Look for variant rs1126809 in each of the "var" files (these contain variant calls from WGS data).

<pre>
job = {}
for c in collections:
  if [] != filter(lambda f: re.search('^var-.*\.tsv\.bz2', f[1]), c['files']):
    job[c['uuid']] = arvados.service.jobs().create(body={
      'script': 'grep',
      'script_parameters': {'input': c['uuid'], 'pattern': "rs1126809\\b"},
      'script_version': 'e7aeb42'
    }).execute()
    print "%s %s" % (pgpid[c['uuid']], job[c['uuid']]['uuid'])

</pre>

&darr;

<pre>
hu43860C qr1hi-8i9sb-wyqq2eji4ehiwkq
huB1FD55 qr1hi-8i9sb-ep68uf0jkj3je7q
huDF04CC qr1hi-8i9sb-4ts4cvx6mbtcrsk
hu7A2F1D qr1hi-8i9sb-5lkiu9sh7vdgven
hu553620 qr1hi-8i9sb-nu4p6hjmziic022
huD09534 qr1hi-8i9sb-bt9389e9g3ff0m1
hu599905 qr1hi-8i9sb-ocg0i8r75luvke3
</pre>

Monitor job progress by refreshing the Jobs page in Workbench, or by using the API:

<pre>
map(lambda j: arvados.service.jobs().get(uuid=j['uuid']).execute()['success'], job.values())
</pre>

%(darr)&darr;%

<pre>
[True, True, True, True, True, True, True]
</pre>

(Unfinished jobs will appear as None, failed jobs as False, and completed jobs as True.)

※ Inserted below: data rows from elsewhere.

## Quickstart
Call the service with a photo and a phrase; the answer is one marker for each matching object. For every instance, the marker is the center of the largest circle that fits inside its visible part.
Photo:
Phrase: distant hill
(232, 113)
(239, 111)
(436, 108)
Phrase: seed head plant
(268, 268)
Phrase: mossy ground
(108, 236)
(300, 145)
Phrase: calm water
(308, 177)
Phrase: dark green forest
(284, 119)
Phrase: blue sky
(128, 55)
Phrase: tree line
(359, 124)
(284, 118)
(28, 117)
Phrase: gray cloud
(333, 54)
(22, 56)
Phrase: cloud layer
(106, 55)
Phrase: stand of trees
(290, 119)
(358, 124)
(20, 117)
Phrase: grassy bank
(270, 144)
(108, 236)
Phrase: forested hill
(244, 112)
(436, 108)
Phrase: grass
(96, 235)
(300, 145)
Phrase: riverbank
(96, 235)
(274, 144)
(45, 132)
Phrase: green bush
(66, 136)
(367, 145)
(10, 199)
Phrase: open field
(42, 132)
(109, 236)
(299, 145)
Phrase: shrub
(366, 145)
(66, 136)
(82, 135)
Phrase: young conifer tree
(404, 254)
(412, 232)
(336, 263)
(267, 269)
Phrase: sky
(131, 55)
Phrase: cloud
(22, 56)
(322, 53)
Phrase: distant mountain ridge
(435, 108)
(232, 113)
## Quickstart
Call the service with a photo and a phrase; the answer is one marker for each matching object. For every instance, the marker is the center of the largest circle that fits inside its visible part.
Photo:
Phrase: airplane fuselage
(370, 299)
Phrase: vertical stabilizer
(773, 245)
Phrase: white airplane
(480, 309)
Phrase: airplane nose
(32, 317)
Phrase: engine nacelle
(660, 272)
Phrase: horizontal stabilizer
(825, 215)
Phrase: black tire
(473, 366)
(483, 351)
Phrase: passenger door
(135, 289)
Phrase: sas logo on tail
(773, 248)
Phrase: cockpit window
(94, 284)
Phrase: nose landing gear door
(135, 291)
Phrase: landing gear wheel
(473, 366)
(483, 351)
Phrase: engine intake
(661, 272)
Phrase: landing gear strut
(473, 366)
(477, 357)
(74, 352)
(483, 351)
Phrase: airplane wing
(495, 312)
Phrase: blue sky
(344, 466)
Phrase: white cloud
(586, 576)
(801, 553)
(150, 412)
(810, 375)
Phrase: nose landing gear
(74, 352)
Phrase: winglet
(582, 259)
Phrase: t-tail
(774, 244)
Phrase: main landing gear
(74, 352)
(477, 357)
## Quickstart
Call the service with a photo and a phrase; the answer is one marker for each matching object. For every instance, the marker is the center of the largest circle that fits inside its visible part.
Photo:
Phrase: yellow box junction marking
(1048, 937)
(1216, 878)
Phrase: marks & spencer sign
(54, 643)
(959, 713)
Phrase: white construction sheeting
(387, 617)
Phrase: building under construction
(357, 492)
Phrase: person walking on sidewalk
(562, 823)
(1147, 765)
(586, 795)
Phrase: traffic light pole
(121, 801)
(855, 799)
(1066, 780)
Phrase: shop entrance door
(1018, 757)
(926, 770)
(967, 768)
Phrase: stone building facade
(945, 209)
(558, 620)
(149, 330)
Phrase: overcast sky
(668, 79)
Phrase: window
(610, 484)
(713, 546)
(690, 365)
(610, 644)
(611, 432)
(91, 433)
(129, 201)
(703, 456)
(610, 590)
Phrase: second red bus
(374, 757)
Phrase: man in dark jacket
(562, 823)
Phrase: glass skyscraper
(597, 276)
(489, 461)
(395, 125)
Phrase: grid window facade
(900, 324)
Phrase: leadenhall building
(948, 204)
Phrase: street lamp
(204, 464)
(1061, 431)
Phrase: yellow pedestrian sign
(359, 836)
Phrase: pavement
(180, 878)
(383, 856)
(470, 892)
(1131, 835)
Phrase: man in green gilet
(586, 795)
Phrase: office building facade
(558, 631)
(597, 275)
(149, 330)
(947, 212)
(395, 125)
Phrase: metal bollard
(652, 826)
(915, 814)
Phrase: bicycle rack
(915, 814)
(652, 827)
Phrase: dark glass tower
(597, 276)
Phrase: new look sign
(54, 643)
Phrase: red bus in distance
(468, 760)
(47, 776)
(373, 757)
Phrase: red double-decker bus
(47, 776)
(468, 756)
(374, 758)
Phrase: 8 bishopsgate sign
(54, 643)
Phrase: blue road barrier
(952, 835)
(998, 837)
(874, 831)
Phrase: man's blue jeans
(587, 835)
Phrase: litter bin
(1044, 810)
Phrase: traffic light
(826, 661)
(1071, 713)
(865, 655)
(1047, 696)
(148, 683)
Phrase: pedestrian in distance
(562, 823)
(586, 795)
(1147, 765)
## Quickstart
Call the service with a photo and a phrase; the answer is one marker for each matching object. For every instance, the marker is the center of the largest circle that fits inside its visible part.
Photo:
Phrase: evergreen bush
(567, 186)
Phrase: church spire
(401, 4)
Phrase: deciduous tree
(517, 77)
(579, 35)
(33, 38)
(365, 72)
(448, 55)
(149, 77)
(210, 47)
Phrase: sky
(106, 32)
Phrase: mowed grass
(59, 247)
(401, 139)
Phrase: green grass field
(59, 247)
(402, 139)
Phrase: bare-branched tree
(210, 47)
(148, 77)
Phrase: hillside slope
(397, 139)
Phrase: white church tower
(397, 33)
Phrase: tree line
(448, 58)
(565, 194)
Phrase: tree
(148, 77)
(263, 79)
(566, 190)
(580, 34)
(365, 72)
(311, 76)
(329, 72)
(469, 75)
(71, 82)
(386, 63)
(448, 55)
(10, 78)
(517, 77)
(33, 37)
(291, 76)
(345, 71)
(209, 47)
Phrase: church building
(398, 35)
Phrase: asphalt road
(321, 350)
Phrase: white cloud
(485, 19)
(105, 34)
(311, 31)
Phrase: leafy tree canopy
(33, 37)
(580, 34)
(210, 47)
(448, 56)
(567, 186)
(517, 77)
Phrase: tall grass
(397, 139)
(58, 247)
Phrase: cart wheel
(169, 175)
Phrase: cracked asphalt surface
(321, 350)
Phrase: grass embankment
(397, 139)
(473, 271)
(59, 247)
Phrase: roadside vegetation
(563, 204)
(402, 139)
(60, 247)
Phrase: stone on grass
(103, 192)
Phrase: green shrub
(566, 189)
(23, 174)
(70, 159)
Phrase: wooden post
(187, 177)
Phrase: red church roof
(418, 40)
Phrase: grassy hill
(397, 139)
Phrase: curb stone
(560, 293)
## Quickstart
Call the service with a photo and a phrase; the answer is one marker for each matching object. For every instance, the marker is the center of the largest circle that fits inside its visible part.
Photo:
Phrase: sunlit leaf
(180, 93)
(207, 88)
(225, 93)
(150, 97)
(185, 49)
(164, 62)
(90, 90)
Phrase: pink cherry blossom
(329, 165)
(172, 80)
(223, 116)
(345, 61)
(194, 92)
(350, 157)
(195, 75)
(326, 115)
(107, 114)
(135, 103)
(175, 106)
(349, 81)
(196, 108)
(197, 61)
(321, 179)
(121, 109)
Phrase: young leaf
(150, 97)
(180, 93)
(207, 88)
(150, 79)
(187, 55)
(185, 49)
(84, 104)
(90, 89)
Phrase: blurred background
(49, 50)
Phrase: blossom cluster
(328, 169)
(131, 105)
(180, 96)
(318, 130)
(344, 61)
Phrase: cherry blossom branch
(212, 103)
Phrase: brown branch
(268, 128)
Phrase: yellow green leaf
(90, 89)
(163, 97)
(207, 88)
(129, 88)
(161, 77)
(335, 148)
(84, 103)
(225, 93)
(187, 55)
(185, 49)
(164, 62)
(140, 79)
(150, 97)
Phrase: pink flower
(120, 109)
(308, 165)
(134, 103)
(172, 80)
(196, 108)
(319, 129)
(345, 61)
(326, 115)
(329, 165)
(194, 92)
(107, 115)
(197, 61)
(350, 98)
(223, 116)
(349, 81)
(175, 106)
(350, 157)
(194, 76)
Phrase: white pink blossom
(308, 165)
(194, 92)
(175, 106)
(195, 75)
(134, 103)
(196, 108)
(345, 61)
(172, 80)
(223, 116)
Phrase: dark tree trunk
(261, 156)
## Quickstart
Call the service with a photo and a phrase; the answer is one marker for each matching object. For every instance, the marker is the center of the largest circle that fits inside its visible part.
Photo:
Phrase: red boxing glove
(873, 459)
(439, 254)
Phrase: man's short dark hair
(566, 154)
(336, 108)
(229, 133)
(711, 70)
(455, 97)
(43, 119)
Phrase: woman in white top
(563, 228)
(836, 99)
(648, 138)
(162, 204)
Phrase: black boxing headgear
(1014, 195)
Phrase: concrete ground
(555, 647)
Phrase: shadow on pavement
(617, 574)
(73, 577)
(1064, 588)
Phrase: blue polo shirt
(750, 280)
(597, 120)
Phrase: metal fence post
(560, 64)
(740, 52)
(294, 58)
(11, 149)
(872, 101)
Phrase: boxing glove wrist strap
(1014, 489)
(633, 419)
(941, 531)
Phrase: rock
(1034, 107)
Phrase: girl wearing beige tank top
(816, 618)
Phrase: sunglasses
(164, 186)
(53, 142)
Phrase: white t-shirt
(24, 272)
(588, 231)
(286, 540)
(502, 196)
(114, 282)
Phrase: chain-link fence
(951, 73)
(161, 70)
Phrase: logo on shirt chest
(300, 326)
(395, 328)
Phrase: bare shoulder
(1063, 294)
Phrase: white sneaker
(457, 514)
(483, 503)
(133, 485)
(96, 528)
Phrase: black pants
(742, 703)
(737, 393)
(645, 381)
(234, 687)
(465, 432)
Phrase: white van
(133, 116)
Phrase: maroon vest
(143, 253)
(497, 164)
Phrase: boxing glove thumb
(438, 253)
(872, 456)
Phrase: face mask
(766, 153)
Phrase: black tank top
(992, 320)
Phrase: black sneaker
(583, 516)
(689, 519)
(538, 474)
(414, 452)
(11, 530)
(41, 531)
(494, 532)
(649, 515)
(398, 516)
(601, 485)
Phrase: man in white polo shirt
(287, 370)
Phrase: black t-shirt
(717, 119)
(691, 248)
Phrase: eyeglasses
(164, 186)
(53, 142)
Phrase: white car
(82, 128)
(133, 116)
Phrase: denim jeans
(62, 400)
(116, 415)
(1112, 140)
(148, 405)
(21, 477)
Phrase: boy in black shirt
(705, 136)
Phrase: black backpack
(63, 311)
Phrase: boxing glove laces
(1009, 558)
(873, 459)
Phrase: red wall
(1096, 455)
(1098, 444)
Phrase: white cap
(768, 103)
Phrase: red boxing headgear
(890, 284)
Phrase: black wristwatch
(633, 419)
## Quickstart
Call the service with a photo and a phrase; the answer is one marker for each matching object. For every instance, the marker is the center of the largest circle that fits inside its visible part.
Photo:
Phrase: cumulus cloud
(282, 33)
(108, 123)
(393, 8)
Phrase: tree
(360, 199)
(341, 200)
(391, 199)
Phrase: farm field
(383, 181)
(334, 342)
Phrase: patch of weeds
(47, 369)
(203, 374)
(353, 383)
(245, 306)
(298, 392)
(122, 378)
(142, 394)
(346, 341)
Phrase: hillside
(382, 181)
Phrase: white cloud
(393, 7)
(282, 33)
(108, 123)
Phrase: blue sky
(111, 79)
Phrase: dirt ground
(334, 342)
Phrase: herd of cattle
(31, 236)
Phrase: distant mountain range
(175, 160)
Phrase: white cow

After the jobs have completed, check output file sizes.

<pre>
for collection_uuid in job:
  job_uuid = job[collection_uuid]['uuid']
  job_output = arvados.service.jobs().get(uuid=job_uuid).execute()['output']
  output_files = arvados.service.collections().get(uuid=job_output).execute()['files']
  print "%s %3d %s" % (pgpid[collection_uuid], output_files[0][2], job_output)

</pre>

%(darr)&darr;%

<pre>
hu599905  80 5644238bfb2a1925d423f2c264819cfb+75+K@qr1hi
huD09534  80 f98f92573cf521333607910d320cc33b+75+K@qr1hi
huB1FD55   0 c10e07d8d90b51ee7f3b0a5855dc77c3+65+K@qr1hi
hu7A2F1D  80 922c4ce8d3dab3268edf8b9312cc63d4+75+K@qr1hi
hu553620   0 66da988f45a7ee16b6058fcbe9859d69+65+K@qr1hi
huDF04CC  80 bbe919451a437dde236a561d4e469ad2+75+K@qr1hi
hu43860C   0 45797e38410de9b9ddef2f4f0ec41a93+76+K@qr1hi
</pre>

Thus, of the 7 WGS results available for PGP participants reporting non-melanoma skin cancer, 4 include the rs1126809 / TYR-R402Q variant.